As the old joke goes, how can you tell the difference between a grower and a Champagne house owner? Well the grower washes his own Mercedes.
And yet, Champagne as a product is possibly the least natural of the wines we often drink. It is precisely the manipulations of the winemakers that have allowed it to scale such lofty commercial heights. Yes, you can bottle your still slightly fermenting must and leave the primary fermentation to finish in bottle for a delicious petillant natural, but if you want a proper secondary fermentation in bottle you’re going to need to add something containing fermentable sugars and something to do the fermenting. Then you’re going to have to disgorge your wines to prepare them for sale. A long way from natural I hear you scorn. Yet even here there is room for maneuver.
David Leclapart, with his 3 ha. In the village of Trepail on the East of the Montagne de Reims, is the epitome of biodynamic rigour, he truly believes in making the best and most honest representation of his northerly terroir. He uses the barest minimum of Sulphur in the vineyard, doesn’t filter, fine, use yeast flocculation assistants, does no cold settling and only uses a tiny amount of sulphur pre bottling. His three wines are about as unique as Champagne gets, idiosyncratic, always vintage, because how else would they be an honest expression of that bit of land in that year?
Dominique Courtin of Domaine Marie Courtin in the Cotes de Bar farms one small plot, from which she makes four cuvees. Her Concordance 09, made with no added sulphites at all is now firmly on my list of wines that everyone needs to try. There is something almost other worldly about the texture of the wines mousse. Being finer than any other Champagne I’ve yet tasted. On discussing this with her, she thinks it’s because the wild yeast strains are able to survive and prosper in the mostly sulphite free medium of the wine in a different way to that found in normal secondary fermentations.
Also in the Cotes de Bar is Jean-Pierre Fleury, 20 years of biodynamics at his domaine have given him an unrivalled understanding of how his terroir really behaves. For me their Rose de Saignee is the wine that knocks me over, showing as the very best Rose de Saigness occasionally do a beautiful Pinot Noir like bouquet. Imagine a glass of De Montille Burgundy but with a delicate mousse and a great quiver of electrical like acidity.
Friends Benoit Tarlant and Benoit Laheye from either side of Epernay, Ouilly and Bouzy respectively, have each taken slightly different approaches towards looking at their terroir. Benoit Laheye, biodynamic since 2008 makes a startlingly expressive blanc de noir, while Tarlant has been making a selection of single vineyard Champagnes since long before they started to become the flavour of the month.
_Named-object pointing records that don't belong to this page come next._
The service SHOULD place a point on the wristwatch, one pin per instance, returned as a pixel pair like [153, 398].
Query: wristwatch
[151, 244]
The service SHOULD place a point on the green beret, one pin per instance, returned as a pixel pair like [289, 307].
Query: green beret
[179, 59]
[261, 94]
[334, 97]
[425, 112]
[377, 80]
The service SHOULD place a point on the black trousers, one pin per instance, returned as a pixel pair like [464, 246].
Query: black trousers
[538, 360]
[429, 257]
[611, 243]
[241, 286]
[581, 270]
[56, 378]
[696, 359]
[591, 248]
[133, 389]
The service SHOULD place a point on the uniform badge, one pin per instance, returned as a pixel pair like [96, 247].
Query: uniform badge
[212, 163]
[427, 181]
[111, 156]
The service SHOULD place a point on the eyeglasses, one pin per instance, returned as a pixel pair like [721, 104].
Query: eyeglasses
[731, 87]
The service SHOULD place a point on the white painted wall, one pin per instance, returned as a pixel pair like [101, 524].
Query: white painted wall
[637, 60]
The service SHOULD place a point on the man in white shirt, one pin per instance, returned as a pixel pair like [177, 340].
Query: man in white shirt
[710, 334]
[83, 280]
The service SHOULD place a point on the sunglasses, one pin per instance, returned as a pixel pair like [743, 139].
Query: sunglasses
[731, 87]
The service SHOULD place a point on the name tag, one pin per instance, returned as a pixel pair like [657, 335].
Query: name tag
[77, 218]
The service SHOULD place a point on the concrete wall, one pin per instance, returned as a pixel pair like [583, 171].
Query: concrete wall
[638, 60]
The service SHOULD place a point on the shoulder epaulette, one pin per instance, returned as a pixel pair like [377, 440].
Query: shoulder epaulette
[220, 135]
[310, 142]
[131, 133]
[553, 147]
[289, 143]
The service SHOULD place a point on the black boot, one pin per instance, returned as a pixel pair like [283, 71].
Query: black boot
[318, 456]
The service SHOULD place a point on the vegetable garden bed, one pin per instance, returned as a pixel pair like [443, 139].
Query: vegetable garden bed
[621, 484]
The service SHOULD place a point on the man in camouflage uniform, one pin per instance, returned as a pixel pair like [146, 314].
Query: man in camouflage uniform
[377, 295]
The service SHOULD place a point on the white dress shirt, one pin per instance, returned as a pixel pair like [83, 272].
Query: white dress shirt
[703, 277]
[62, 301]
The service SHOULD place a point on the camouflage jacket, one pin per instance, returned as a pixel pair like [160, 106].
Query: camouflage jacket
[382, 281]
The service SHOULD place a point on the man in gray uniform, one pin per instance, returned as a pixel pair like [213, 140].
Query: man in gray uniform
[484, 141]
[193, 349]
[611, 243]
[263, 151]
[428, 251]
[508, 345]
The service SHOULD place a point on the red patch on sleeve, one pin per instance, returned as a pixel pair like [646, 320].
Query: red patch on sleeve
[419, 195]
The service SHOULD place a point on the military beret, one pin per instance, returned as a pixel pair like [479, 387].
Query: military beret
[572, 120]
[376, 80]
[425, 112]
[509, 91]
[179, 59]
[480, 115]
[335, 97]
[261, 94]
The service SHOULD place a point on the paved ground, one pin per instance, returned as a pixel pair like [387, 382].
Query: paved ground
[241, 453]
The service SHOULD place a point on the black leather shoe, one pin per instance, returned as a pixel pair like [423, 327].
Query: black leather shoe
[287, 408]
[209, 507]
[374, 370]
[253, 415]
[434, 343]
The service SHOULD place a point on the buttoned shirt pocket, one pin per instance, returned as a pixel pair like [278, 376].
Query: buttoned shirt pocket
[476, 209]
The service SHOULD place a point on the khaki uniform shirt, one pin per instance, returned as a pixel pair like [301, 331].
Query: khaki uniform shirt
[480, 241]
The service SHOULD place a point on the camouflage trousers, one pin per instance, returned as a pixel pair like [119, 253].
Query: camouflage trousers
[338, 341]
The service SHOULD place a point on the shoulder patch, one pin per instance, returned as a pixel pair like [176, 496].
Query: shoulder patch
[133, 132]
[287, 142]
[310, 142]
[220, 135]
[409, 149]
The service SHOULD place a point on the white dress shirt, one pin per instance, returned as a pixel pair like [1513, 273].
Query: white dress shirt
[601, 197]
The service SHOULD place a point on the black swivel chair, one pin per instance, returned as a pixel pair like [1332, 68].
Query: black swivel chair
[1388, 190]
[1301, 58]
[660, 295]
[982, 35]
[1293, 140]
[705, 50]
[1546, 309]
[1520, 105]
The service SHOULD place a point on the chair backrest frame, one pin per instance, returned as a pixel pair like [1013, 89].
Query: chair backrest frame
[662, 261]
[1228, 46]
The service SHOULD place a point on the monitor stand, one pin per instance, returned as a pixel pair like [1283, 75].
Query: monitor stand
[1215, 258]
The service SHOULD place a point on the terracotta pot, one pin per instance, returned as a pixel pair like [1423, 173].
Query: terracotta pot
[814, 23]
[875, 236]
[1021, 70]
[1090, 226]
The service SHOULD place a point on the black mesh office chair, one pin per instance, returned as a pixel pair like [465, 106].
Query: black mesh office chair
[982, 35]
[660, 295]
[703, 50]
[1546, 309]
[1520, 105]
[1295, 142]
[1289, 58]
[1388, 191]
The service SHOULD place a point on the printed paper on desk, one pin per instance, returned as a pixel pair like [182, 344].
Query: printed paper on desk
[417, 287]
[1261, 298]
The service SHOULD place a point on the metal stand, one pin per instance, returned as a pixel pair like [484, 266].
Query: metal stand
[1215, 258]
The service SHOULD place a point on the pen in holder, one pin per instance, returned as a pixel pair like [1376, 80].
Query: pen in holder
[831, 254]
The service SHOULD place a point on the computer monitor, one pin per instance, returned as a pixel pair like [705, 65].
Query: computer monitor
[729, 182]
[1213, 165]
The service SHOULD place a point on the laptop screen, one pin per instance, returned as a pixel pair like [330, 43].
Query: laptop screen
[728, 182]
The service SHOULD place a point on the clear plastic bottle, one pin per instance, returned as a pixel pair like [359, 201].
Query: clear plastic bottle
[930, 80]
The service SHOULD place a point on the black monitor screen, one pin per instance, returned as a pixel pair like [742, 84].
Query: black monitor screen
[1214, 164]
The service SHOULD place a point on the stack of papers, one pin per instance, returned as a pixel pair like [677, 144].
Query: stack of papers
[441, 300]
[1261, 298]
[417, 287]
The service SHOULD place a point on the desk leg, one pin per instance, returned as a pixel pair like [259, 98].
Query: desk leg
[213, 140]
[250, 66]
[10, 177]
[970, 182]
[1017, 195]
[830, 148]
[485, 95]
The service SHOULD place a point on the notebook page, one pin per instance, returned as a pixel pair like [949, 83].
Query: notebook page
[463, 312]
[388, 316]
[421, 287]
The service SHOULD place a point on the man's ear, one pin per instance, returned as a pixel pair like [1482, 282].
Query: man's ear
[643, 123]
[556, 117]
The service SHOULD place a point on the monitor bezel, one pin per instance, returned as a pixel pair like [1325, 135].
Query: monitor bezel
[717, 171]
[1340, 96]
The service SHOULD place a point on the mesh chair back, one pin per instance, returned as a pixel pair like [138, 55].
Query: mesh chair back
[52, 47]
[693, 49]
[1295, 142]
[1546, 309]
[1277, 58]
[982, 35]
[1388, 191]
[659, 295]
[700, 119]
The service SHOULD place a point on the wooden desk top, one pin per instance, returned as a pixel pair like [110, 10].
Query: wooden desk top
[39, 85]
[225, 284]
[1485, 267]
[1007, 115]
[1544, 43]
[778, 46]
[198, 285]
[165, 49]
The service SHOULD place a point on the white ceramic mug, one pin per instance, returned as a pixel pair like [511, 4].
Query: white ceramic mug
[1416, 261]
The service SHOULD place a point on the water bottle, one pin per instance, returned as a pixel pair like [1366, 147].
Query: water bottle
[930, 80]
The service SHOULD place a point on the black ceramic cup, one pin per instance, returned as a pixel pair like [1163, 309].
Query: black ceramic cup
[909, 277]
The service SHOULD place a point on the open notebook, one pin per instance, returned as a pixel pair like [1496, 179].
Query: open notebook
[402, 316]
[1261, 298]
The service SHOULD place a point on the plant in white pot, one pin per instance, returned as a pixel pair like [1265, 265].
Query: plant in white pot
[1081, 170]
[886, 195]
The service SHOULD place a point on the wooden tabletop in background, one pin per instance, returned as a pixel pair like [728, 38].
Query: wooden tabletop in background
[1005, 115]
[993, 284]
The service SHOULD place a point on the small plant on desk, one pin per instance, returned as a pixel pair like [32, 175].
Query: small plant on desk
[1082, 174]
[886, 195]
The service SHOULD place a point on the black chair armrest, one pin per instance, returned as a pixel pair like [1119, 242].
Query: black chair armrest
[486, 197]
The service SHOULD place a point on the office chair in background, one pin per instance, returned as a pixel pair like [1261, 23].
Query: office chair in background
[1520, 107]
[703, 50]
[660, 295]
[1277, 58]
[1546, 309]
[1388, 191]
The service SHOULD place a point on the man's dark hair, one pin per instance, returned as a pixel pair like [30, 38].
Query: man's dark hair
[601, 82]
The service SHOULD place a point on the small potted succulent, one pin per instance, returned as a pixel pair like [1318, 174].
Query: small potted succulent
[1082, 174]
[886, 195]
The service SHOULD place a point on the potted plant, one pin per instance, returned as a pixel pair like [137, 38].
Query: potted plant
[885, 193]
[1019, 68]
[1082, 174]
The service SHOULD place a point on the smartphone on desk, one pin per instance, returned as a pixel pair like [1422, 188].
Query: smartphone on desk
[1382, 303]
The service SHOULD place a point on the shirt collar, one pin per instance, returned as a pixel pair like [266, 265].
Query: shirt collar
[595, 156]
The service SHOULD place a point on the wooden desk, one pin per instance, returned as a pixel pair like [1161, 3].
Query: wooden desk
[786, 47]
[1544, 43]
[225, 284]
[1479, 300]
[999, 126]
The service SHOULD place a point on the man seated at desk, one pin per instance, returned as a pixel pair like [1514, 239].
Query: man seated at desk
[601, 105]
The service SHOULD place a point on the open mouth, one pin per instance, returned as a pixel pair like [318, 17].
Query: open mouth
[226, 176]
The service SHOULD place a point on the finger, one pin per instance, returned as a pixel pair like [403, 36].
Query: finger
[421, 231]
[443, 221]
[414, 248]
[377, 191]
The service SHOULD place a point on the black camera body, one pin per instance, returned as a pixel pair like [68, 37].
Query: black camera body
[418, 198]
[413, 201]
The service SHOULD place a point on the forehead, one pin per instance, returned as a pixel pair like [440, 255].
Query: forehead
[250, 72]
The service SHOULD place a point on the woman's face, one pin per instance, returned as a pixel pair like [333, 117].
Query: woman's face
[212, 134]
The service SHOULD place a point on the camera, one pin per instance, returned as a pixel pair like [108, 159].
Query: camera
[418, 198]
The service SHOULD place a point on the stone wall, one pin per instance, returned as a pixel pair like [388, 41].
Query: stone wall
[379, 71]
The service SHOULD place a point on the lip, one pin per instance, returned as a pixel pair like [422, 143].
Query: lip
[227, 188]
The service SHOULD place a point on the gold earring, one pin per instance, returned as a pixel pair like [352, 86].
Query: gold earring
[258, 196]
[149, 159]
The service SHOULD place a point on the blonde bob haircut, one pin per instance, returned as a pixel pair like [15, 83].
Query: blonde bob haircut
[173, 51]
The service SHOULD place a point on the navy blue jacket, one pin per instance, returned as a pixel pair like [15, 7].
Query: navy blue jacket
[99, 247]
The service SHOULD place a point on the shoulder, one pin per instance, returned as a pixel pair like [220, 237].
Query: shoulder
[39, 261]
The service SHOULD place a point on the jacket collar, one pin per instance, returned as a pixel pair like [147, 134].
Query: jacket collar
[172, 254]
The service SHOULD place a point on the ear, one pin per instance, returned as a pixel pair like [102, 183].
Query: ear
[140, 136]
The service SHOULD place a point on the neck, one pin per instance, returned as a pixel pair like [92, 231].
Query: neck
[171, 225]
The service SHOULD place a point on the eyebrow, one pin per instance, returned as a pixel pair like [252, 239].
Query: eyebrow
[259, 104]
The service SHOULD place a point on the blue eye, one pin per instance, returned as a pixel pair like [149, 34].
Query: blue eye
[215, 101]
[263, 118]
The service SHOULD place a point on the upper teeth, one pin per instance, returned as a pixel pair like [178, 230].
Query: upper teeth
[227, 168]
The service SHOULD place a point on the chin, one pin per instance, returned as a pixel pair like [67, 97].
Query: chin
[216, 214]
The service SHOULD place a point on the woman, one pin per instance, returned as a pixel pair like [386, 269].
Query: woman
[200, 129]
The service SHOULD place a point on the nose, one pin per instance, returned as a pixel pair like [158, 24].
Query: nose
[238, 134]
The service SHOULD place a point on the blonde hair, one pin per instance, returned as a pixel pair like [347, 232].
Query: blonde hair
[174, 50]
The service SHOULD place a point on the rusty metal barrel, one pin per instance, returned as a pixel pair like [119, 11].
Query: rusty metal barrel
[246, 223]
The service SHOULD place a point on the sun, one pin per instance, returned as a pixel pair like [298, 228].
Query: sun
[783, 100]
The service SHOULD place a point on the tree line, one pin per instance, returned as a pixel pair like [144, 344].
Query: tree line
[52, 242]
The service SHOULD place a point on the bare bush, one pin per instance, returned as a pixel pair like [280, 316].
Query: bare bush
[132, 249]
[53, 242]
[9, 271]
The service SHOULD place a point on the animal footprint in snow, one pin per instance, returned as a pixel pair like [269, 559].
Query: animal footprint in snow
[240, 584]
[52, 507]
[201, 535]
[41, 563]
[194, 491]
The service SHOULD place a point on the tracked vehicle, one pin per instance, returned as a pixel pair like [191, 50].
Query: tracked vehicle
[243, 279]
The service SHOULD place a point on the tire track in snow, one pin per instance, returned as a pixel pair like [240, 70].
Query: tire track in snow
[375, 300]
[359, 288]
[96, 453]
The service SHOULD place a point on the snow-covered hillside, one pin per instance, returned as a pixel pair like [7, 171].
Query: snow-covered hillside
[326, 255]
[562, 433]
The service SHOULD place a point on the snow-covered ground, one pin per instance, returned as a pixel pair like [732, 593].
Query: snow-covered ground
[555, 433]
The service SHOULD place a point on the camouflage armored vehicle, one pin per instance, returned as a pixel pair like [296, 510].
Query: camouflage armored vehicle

What’s more the house has been focusing on zero dosage since the 70’s, allowing them to comprehensively disprove any doubts regarding zero dosage wines ability to age with grace and elegance.
|Benoit Tarlant and his barrels|
The charming Francoise Bedel, who sadly won’t be in London for RAW fair, her son in law is going instead as he speaks better English, is another of the Champenois who are seeking to rescue the region from the chemical atrocities committed during the 70s and 80s with her entirely biodynamic estate. Based in the Marne Valley, they have quite a lot of Pinot Meunier and show it off to lovely extent in their cuvee ‘Entre le ciel et terre’, between the sky and earth. Which for want of a better description is basically a liquid sonnet to the principles and beliefs of biodynamic vine growing and the unique ability of the vine to transcript the subtleties of the terroir from which it comes.
All these growers will be at RAW fair in London towards the end of May, and I can’t stress enough how much I’d recommend meeting them and tasting with them. If only to completely change your perception of Champagne and what its individual terroirs have to offer.